RuntimeError: The size of tensor a (4) must match the size of tensor b (3) at non-singleton dimension 1

# (3,4) + (1,1) — scalar broadcast across entire matrix
X = torch.arange(12).reshape(3,4) # (3, 4)
Y = torch.tensor([[10]])          # (1, 1)  → broadcast to (3,4)
Z = X + Y                         # (3,4)
print('', X, '\n', Y, '\n', Z)
print(X.shape, Y.shape, Z.shape)

tensor([[ 0,  1,  2,  3],
        [ 4,  5,  6,  7],
        [ 8,  9, 10, 11]]) 
 tensor([[10]]) 
 tensor([[10, 11, 12, 13],
        [14, 15, 16, 17],
        [18, 19, 20, 21]])
torch.Size([3, 4]) torch.Size([1, 1]) torch.Size([3, 4])

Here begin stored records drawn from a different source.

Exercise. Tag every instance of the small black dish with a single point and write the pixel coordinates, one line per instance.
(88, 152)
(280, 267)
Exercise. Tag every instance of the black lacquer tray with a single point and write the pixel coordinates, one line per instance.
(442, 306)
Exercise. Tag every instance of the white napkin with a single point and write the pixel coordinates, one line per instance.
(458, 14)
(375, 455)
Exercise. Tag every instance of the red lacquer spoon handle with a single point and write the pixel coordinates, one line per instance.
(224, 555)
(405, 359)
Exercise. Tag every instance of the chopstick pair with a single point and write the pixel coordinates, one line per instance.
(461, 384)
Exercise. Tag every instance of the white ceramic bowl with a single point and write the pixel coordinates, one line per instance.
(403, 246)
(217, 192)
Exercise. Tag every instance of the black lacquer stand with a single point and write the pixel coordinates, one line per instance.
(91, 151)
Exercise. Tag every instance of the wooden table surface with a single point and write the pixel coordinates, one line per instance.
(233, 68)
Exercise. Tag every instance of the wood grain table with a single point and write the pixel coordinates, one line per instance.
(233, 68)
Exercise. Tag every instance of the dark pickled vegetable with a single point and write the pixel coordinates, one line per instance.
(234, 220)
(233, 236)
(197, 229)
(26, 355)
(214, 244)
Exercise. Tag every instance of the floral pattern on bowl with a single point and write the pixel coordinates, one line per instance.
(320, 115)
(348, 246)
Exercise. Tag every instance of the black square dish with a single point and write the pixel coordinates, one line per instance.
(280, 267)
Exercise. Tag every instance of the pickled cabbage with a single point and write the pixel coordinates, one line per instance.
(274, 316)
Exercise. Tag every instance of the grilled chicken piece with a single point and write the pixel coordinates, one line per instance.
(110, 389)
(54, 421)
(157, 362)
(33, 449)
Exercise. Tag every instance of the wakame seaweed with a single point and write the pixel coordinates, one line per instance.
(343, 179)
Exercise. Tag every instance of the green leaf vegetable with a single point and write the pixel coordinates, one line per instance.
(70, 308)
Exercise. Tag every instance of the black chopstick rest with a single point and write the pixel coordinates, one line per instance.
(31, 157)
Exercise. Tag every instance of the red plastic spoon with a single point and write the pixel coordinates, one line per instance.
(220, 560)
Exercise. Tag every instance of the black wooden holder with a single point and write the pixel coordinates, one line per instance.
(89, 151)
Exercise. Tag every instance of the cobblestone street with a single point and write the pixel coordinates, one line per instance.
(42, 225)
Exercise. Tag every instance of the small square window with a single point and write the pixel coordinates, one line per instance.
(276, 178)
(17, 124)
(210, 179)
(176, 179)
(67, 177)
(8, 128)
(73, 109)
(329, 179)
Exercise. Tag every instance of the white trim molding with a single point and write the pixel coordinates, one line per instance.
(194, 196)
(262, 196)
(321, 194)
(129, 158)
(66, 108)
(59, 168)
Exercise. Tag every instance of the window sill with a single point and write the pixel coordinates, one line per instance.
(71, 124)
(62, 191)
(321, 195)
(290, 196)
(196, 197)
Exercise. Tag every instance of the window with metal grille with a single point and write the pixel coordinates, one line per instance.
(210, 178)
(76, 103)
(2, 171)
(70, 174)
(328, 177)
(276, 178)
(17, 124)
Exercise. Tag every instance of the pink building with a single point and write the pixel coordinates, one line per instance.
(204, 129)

# (3,4) + (3,4) — same shape, no broadcasting
X = torch.arange(12).reshape(3,4) # (3, 4)
Y = torch.arange(12).reshape(3,4) # (3, 4)  → same, no broadcast
Z = X + Y                         # (3,4)
print('', X, '\n', Y, '\n', Z)
print(X.shape, Y.shape, Z.shape)

tensor([[ 0,  1,  2,  3],
        [ 4,  5,  6,  7],
        [ 8,  9, 10, 11]]) 
 tensor([[ 0,  1,  2,  3],
        [ 4,  5,  6,  7],
        [ 8,  9, 10, 11]]) 
 tensor([[ 0,  2,  4,  6],
        [ 8, 10, 12, 14],
        [16, 18, 20, 22]])
torch.Size([3, 4]) torch.Size([3, 4]) torch.Size([3, 4])

Non-trivial case

# (1,4) + (3,1) — outer sum. both broadcast to (3,4)
X = torch.arange(4).reshape(1,4)  # (1, 4)  → broadcast to (3,4)
Y = torch.arange(3).reshape(3,1)  # (3, 1)  → broadcast to (3,4)
Z = X + Y                         # (3,4)
print('', X, '\n', Y, '\n', Z)
print(X.shape, Y.shape, Z.shape)

tensor([[0, 1, 2, 3]]) 
 tensor([[0],
        [1],
        [2]]) 
 tensor([[0, 1, 2, 3],
        [1, 2, 3, 4],
        [2, 3, 4, 5]])
torch.Size([1, 4]) torch.Size([3, 1]) torch.Size([3, 4])

3D cases

Non-trivial case

# (2,3,4) + (4,) — broadcast over last dim
X = torch.arange(24).reshape(2,3,4) # (2, 3, 4)
Y = torch.arange(4)                 # (      4,)  → treated as (1,1,4) → broadcast to (2,3,4)
Z = X + Y                           # (2,3,4)
print('', X, '\n', Y, '\n', Z)
print(X.shape, Y.shape, Z.shape)

tensor([[[ 0,  1,  2,  3],
         [ 4,  5,  6,  7],
         [ 8,  9, 10, 11]],
 
        [[12, 13, 14, 15],
         [16, 17, 18, 19],
         [20, 21, 22, 23]]]) 
 tensor([0, 1, 2, 3]) 
 tensor([[[ 0,  2,  4,  6],
         [ 4,  6,  8, 10],
         [ 8, 10, 12, 14]],
 
        [[12, 14, 16, 18],
         [16, 18, 20, 22],
         [20, 22, 24, 26]]])
torch.Size([2, 3, 4]) torch.Size([4]) torch.Size([2, 3, 4])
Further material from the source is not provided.